In a poster at VCU advertising PETA’s traveling display on animal suffering, an image of an African slave’s foot in chains was compared with that of an elephant. Below these images, a quote from Martin Luther King Jr. was used to make PETA’s case: “Injustice anywhere is a threat to justice everywhere.”

The quote underscores the importance of standing up against human suffering anywhere in the world – the same attitude that allows us to ignore injustice in one part of the world might someday make it more palatable for us to let it happen here at home. Or, as the ’60s pop/soul group Fifth Dimension once put it, “People everywhere just want to be free.”

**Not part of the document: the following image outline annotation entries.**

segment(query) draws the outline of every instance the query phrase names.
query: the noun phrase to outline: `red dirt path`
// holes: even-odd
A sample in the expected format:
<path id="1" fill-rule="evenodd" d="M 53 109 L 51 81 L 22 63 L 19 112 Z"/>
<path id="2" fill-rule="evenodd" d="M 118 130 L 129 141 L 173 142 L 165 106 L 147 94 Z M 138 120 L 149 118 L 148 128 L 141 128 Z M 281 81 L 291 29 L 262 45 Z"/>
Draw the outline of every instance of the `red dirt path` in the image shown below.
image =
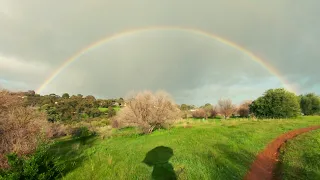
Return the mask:
<path id="1" fill-rule="evenodd" d="M 273 180 L 279 156 L 279 149 L 287 140 L 292 139 L 302 133 L 320 129 L 320 126 L 312 126 L 289 131 L 273 140 L 268 146 L 258 154 L 251 164 L 250 170 L 245 176 L 245 180 Z"/>

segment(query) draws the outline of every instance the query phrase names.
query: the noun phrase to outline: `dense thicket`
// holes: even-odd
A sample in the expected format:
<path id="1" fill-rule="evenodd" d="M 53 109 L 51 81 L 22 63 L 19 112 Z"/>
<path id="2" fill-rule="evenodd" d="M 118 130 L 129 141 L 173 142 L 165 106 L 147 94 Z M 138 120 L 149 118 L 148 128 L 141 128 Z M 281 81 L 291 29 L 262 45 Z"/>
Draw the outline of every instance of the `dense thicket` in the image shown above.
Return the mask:
<path id="1" fill-rule="evenodd" d="M 8 153 L 20 157 L 34 152 L 48 130 L 45 114 L 23 106 L 21 94 L 0 91 L 0 168 L 8 166 Z"/>
<path id="2" fill-rule="evenodd" d="M 299 98 L 285 89 L 270 89 L 253 101 L 250 112 L 258 118 L 291 118 L 300 115 Z"/>
<path id="3" fill-rule="evenodd" d="M 96 99 L 94 96 L 72 95 L 64 93 L 61 97 L 56 94 L 40 96 L 33 91 L 24 93 L 25 106 L 39 107 L 47 113 L 50 122 L 57 121 L 79 121 L 86 118 L 95 118 L 105 115 L 98 108 L 109 108 L 119 106 L 124 103 L 119 99 Z M 111 110 L 108 117 L 113 116 L 115 112 Z"/>

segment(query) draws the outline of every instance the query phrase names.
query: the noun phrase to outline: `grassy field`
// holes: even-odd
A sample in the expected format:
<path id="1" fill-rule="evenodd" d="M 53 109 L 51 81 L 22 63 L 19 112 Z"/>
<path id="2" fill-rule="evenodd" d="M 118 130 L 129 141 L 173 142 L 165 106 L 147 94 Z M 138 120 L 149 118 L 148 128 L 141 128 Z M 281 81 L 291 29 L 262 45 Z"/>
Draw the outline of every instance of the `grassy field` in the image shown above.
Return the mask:
<path id="1" fill-rule="evenodd" d="M 279 172 L 283 180 L 320 179 L 320 130 L 302 134 L 281 149 Z"/>
<path id="2" fill-rule="evenodd" d="M 118 111 L 120 111 L 121 108 L 117 106 L 117 107 L 113 107 L 113 109 L 118 112 Z M 108 108 L 102 108 L 102 107 L 100 107 L 100 108 L 99 108 L 99 111 L 101 111 L 101 112 L 106 112 L 106 111 L 108 111 Z"/>
<path id="3" fill-rule="evenodd" d="M 107 139 L 66 138 L 52 153 L 68 167 L 63 179 L 150 179 L 164 172 L 178 179 L 242 179 L 272 139 L 315 124 L 320 124 L 320 117 L 189 120 L 150 135 L 129 128 Z"/>

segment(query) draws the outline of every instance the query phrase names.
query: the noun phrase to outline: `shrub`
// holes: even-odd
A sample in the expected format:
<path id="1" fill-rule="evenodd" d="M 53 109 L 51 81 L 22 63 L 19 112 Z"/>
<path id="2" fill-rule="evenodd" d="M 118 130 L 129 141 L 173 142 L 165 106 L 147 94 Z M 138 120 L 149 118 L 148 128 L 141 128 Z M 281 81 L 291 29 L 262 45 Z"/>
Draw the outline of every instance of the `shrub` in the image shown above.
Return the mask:
<path id="1" fill-rule="evenodd" d="M 110 118 L 110 117 L 113 117 L 113 116 L 115 116 L 116 115 L 116 110 L 113 108 L 113 107 L 108 107 L 108 117 Z"/>
<path id="2" fill-rule="evenodd" d="M 224 119 L 229 118 L 232 114 L 237 111 L 237 108 L 232 104 L 231 99 L 220 99 L 218 101 L 219 113 L 223 115 Z"/>
<path id="3" fill-rule="evenodd" d="M 164 92 L 141 92 L 126 104 L 116 116 L 117 123 L 137 126 L 144 133 L 151 133 L 155 128 L 167 128 L 179 118 L 179 108 Z"/>
<path id="4" fill-rule="evenodd" d="M 84 138 L 93 135 L 86 126 L 76 127 L 71 132 L 72 138 Z"/>
<path id="5" fill-rule="evenodd" d="M 240 115 L 240 117 L 249 117 L 251 103 L 252 101 L 245 101 L 240 105 L 240 107 L 238 108 L 238 114 Z"/>
<path id="6" fill-rule="evenodd" d="M 204 109 L 197 109 L 192 112 L 194 118 L 208 118 L 207 112 Z"/>
<path id="7" fill-rule="evenodd" d="M 0 168 L 8 168 L 5 154 L 31 154 L 47 138 L 45 114 L 24 107 L 22 100 L 20 94 L 0 91 Z"/>
<path id="8" fill-rule="evenodd" d="M 68 126 L 60 123 L 51 123 L 48 137 L 58 138 L 68 135 Z"/>
<path id="9" fill-rule="evenodd" d="M 292 118 L 300 115 L 299 98 L 285 89 L 270 89 L 253 101 L 250 112 L 257 118 Z"/>
<path id="10" fill-rule="evenodd" d="M 49 153 L 50 145 L 39 146 L 31 156 L 7 155 L 9 169 L 0 173 L 0 179 L 56 179 L 64 169 Z"/>

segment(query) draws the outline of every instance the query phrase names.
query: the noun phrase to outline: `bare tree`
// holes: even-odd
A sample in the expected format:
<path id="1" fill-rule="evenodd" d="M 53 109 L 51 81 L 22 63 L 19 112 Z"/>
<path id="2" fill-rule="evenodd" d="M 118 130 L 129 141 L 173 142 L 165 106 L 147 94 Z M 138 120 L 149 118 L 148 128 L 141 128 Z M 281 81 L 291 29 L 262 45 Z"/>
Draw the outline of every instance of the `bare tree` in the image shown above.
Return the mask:
<path id="1" fill-rule="evenodd" d="M 19 93 L 0 91 L 0 168 L 8 167 L 5 154 L 32 153 L 49 128 L 46 116 L 23 106 Z"/>
<path id="2" fill-rule="evenodd" d="M 116 116 L 116 121 L 124 126 L 137 126 L 144 133 L 154 128 L 166 128 L 179 118 L 180 110 L 165 92 L 153 94 L 149 91 L 130 98 Z"/>
<path id="3" fill-rule="evenodd" d="M 249 116 L 249 106 L 250 104 L 252 103 L 252 101 L 248 100 L 248 101 L 245 101 L 243 102 L 239 108 L 238 108 L 238 114 L 241 116 L 241 117 L 248 117 Z"/>
<path id="4" fill-rule="evenodd" d="M 229 118 L 237 110 L 236 106 L 232 104 L 231 99 L 220 99 L 218 101 L 218 109 L 225 119 Z"/>
<path id="5" fill-rule="evenodd" d="M 192 112 L 192 117 L 194 118 L 208 118 L 207 111 L 203 108 L 197 109 Z"/>

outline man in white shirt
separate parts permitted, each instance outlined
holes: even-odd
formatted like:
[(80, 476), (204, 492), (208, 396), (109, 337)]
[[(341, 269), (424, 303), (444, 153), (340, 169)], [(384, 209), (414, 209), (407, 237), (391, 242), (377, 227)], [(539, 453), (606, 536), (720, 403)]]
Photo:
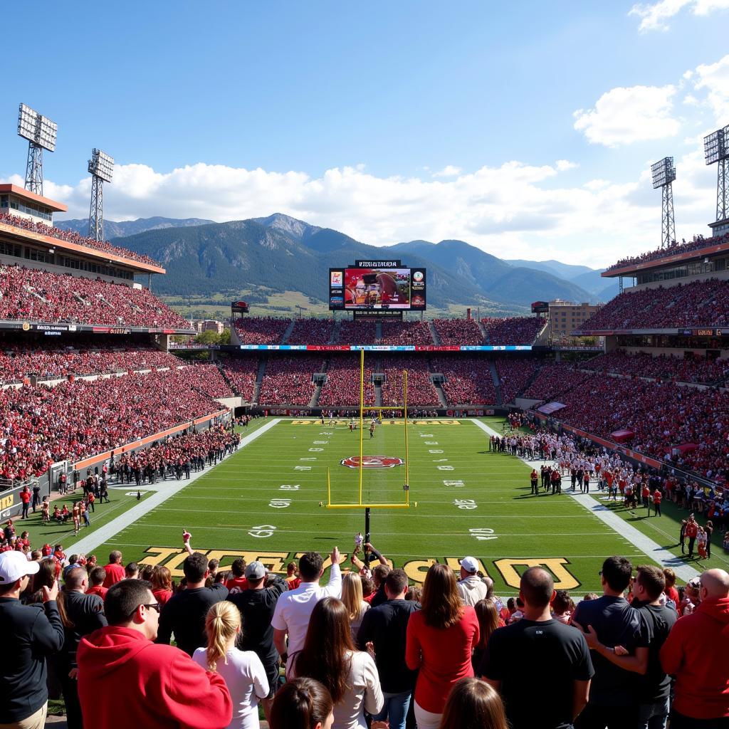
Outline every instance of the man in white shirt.
[[(309, 617), (314, 606), (325, 597), (340, 598), (342, 595), (342, 573), (339, 563), (339, 547), (335, 547), (330, 555), (332, 570), (326, 587), (319, 587), (324, 574), (324, 561), (318, 552), (307, 552), (299, 560), (301, 584), (295, 590), (283, 593), (278, 598), (271, 625), (273, 626), (273, 644), (281, 658), (286, 662), (289, 656), (301, 650), (309, 627)], [(289, 636), (286, 650), (286, 636)]]

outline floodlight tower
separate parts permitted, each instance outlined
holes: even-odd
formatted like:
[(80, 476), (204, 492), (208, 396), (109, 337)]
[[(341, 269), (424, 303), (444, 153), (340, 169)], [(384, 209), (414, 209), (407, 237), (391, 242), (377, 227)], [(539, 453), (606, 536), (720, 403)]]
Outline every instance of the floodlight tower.
[(104, 183), (111, 182), (114, 174), (114, 158), (94, 149), (89, 160), (91, 173), (91, 210), (89, 212), (89, 238), (104, 240)]
[(671, 183), (676, 179), (676, 168), (672, 157), (664, 157), (650, 165), (653, 175), (653, 190), (660, 188), (660, 247), (668, 248), (676, 240), (676, 222), (674, 220), (674, 190)]
[(55, 150), (58, 125), (24, 104), (17, 115), (17, 133), (28, 140), (26, 190), (43, 195), (43, 150)]
[(707, 165), (718, 163), (717, 173), (717, 219), (709, 223), (714, 235), (729, 229), (729, 125), (703, 138), (703, 156)]

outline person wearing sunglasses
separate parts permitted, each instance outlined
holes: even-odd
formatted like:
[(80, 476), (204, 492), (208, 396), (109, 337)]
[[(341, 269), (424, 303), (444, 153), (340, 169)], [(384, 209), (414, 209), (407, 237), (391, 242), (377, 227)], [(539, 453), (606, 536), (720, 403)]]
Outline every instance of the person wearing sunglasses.
[(219, 674), (174, 646), (155, 644), (160, 605), (144, 580), (122, 580), (104, 601), (109, 625), (79, 644), (79, 698), (95, 729), (223, 729), (233, 702)]

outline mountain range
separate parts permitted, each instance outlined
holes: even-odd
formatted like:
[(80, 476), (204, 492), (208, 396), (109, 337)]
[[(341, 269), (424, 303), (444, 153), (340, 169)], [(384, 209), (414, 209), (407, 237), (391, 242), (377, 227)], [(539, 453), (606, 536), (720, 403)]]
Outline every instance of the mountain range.
[[(83, 235), (88, 223), (55, 225)], [(523, 313), (534, 300), (594, 303), (617, 293), (617, 283), (587, 266), (504, 260), (463, 241), (369, 246), (279, 213), (225, 223), (154, 217), (104, 225), (107, 233), (120, 233), (108, 235), (114, 244), (162, 262), (167, 275), (155, 280), (155, 291), (170, 297), (246, 292), (252, 302), (265, 300), (270, 292), (291, 291), (324, 303), (327, 269), (370, 257), (400, 258), (406, 265), (426, 267), (429, 305), (442, 309), (465, 305)]]

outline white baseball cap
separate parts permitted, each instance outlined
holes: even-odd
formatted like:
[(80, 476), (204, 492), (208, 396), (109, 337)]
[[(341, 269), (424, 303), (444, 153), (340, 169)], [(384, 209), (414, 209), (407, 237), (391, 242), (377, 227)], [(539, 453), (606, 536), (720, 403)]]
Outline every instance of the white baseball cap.
[(461, 566), (466, 570), (467, 572), (478, 572), (478, 563), (476, 561), (475, 557), (464, 557), (461, 560)]
[(0, 585), (10, 585), (26, 574), (35, 574), (41, 566), (29, 562), (22, 552), (3, 552), (0, 554)]

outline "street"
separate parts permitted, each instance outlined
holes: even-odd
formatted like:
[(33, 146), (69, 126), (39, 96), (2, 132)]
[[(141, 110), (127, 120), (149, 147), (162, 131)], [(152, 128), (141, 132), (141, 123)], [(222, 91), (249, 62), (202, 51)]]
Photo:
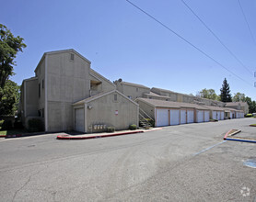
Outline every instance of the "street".
[(256, 201), (256, 118), (85, 140), (0, 140), (1, 201)]

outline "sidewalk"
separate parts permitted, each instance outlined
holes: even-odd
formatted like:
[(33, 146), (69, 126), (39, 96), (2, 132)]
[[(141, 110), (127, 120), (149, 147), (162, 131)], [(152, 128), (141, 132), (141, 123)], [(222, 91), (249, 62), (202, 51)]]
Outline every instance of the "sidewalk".
[(79, 135), (68, 135), (66, 133), (61, 133), (60, 135), (57, 136), (57, 140), (87, 140), (87, 139), (96, 139), (96, 138), (107, 138), (112, 136), (150, 132), (150, 131), (155, 131), (159, 129), (162, 129), (162, 128), (153, 128), (152, 129), (122, 130), (122, 131), (115, 131), (111, 133), (102, 132), (102, 133), (79, 134)]

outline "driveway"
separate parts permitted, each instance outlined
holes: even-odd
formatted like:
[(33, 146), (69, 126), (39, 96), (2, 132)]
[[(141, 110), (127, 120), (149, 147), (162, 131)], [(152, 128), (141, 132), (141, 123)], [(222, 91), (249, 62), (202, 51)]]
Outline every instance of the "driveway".
[[(253, 201), (255, 118), (166, 127), (86, 140), (56, 135), (1, 140), (2, 201)], [(256, 135), (255, 135), (256, 136)]]

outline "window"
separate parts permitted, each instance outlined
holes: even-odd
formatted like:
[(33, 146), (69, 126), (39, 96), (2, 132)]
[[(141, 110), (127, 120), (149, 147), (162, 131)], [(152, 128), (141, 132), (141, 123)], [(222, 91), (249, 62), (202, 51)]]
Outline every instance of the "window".
[(74, 54), (70, 53), (70, 61), (74, 61)]
[(114, 95), (114, 101), (115, 102), (117, 101), (117, 95), (116, 94)]
[(39, 84), (39, 97), (41, 97), (41, 84)]

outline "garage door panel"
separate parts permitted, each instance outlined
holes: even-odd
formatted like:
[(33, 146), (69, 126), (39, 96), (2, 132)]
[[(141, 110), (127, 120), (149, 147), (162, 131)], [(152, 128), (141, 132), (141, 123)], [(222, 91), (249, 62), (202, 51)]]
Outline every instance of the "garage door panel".
[(157, 127), (169, 126), (169, 110), (157, 109)]
[(186, 113), (186, 110), (180, 110), (180, 124), (187, 123)]
[(197, 118), (197, 122), (198, 123), (204, 122), (204, 111), (203, 110), (197, 110), (196, 111), (196, 118)]
[(209, 122), (209, 121), (210, 121), (210, 112), (204, 111), (204, 122)]
[(188, 123), (193, 123), (193, 111), (188, 110), (187, 111), (187, 116), (188, 116)]
[(169, 110), (169, 124), (171, 126), (180, 124), (180, 110)]
[(84, 108), (75, 109), (75, 130), (78, 132), (85, 131), (85, 110)]

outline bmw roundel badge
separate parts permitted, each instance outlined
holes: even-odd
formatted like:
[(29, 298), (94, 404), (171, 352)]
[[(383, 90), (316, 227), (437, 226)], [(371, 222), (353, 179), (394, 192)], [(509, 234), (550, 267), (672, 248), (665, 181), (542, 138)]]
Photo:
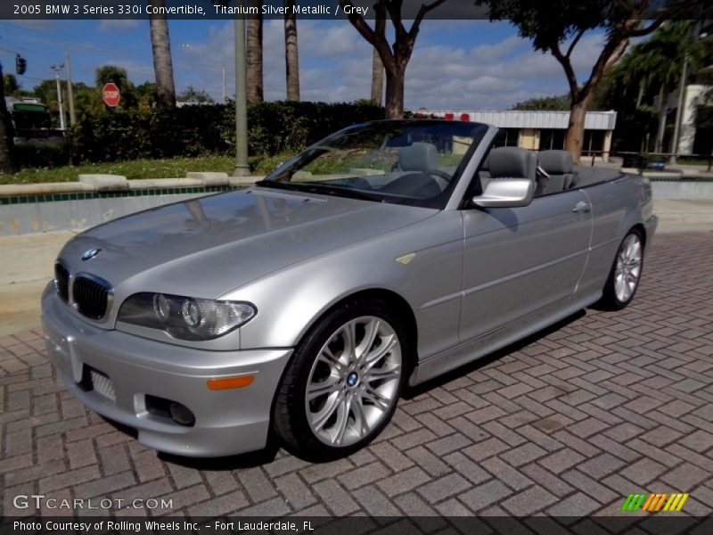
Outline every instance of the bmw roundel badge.
[(83, 260), (91, 260), (96, 255), (99, 254), (99, 251), (102, 251), (101, 249), (90, 249), (82, 255)]

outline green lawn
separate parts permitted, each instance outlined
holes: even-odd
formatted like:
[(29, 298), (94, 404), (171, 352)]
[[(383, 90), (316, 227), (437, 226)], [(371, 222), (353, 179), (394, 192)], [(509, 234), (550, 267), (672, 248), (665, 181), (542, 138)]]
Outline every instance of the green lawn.
[[(252, 156), (250, 170), (266, 175), (291, 154)], [(53, 169), (22, 169), (14, 175), (0, 174), (0, 184), (39, 184), (42, 182), (75, 182), (80, 174), (123, 175), (127, 178), (182, 178), (188, 171), (233, 173), (235, 159), (231, 156), (201, 156), (167, 160), (135, 160), (111, 163), (87, 163)]]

PETA, however, would like us to take that same attitude and extend it to animals. Though the parallels are there, there is such a divide between how people view humans as compared to animals that the use of MLK’s rhetoric just doesn’t work on the same level without a great deal of explanation. Beyond that, there is the dubious rhetorical method of comparing minorities to animals when racism is far from over in this country, let alone elsewhere in the world.

If people everywhere were free and racism were a thing of the past, it might make sense to extend the crusade for human rights to the animal world in this way. People might not be offended at such comparisons, and PETA’s crusade to extend our sensibilities about human rights to the animal world might meet with more success.

But as it is, we are not far enough away from the pre-1960s injustices against minorities to show, for example, an African child next to a picture of a monkey.

Call PETA forward-thinking, enlightened, even avant-garde. But in its attempt to be controversial and provocative, PETA may have earned one more label: insensitive.

Let’s focus on ending injustice and racism among the human species first; only then might we have the luxury of taking the same fight for equality to the animal world. In the meantime, more lighthearted approaches such as PETA’s “Sexiest Vegetarian Alive” contest last year, which a VCU student won, might have a more palatable – and effective – appeal.